The seers accepted the oaths and all four indulged in a shower. That did not stop some philandering within the pairs though, and the fairies received the results.
Sunday morning was bright. The choir members plus local-singers knelt on the foreshore and sang one verse of the call to prayer. The smooth water of the lake transmitted this to the cliffs behind which, being curved, amplified the harmonies and fed them back to the whole Okruh. In silent enrobed procession the musicians and Veronica walked slowly to the church. Before entering, the Smiling ones played a fanfare, and then led the way playing one verse of the call to prayer. Now in their proper positions the choir reprised the first verse and completed the call triumphantly.
Veronica had spent the time with Vasil and had the ritual off pat. Versicles and responses were as though the rite had never been interrupted by years of neglect. Those villagers whose churches were still closed came and those who could not enter the crowded church stood outside. Harry and Draco realised what was happening and made a modified sonorous charm so that the music filled the village square.
It took ages to communicate all who wanted to partake. The Smiling ones had a little music to play. When they were considering reprising, Michaela came up with some music and presented it to them. Crass did a quick look-over and nodded, so an impromptu Rachmaninov Hymn to the Virgin began, with the locals singing the words and the other choir members humming their support.

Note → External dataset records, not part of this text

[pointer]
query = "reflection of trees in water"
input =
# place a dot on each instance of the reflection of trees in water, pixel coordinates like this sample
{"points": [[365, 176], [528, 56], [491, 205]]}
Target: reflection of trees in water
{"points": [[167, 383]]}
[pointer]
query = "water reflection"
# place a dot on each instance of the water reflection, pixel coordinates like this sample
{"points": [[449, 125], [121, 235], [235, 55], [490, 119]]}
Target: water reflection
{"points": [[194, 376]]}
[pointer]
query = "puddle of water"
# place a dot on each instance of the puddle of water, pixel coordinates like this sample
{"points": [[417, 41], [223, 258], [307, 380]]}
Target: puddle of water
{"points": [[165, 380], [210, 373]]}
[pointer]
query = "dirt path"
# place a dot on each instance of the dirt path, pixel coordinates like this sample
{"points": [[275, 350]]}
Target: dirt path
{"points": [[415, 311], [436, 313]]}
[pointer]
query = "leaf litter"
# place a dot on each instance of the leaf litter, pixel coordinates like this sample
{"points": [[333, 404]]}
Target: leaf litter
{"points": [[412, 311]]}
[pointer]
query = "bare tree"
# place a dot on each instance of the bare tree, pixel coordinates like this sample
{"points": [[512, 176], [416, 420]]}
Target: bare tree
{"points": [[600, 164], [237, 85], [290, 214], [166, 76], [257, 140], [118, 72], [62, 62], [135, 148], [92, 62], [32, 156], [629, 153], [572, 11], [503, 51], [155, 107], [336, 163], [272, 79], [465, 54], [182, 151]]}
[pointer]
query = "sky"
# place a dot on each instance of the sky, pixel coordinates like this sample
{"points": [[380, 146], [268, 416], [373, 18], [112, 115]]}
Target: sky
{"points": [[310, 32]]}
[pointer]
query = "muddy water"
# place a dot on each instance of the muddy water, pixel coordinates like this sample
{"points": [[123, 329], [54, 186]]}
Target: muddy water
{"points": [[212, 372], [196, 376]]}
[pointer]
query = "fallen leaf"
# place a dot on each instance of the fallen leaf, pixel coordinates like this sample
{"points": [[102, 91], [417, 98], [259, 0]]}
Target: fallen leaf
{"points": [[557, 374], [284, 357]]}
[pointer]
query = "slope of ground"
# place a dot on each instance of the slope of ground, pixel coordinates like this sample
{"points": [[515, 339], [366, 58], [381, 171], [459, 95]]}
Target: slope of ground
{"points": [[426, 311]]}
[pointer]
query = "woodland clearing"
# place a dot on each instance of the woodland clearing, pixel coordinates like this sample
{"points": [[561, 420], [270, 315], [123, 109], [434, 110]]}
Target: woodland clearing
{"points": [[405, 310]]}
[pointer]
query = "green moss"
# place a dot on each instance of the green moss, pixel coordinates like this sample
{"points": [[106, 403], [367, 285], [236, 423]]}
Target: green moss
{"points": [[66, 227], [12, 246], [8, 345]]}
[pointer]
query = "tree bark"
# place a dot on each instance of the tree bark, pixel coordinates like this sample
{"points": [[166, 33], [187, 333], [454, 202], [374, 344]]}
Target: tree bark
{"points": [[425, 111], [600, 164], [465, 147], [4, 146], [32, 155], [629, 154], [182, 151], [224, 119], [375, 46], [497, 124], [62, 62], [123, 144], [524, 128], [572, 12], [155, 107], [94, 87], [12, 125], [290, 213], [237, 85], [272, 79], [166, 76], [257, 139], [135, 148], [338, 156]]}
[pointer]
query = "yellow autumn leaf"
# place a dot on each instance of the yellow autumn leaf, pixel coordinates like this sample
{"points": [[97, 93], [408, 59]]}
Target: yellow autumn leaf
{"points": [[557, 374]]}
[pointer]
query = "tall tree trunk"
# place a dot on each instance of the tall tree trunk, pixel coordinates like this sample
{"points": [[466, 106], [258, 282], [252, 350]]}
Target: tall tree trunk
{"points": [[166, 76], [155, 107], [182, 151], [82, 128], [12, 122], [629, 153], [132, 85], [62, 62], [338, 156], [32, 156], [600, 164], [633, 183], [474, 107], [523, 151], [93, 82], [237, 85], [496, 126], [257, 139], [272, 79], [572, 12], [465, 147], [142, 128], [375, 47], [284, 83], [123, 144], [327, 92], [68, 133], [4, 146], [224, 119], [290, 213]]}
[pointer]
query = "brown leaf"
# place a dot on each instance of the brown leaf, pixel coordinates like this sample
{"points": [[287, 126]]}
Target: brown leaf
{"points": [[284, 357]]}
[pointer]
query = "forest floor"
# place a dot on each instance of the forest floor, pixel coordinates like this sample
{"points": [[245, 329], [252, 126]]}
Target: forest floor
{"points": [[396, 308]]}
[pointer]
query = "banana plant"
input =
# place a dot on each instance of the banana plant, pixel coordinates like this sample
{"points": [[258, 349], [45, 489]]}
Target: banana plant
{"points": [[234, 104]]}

Eleven forty-five had the service over, and the English choir members going back to sing the same service for their ten o’clock at St. Godric’s, but in English. Veronica stayed behind, mainly because people wished to make their confessions. Harry and Draco went to see the other two priests, making sure that there were no ruffled feathers. Not that they needed to have worried, they were received warmly and invited to lunch.
“No need to worry Magisters, Holy Vasil has been in touch. Your Sister Veronica, being in communion with our church, was very welcome. We do have a problem, though. One of the closed churches was Roman Catholic and there are a number of their flock without a pastor. We try our best, but they are uncomfortable with our rite, to say the least.”
“Do you think,” Draco sounded tentative: “That you two could also celebrate at St. Illanon’s now it has been reopened?”
“We had been considering such an idea, so yes. Each church in turn would have an afternoon service once every three weeks.”
“Which is the Roman Church, Fathers,” Harry asked.
“St. Vladimir’s, in the centre at the foot of the lake. Why do you ask?”
“Our clergy team is ecumenical; I think one of our Roman Fathers could come to celebrate mass here on most Sundays. They might even pressure the Holy See into finding a priest for you. What happened to the old one?”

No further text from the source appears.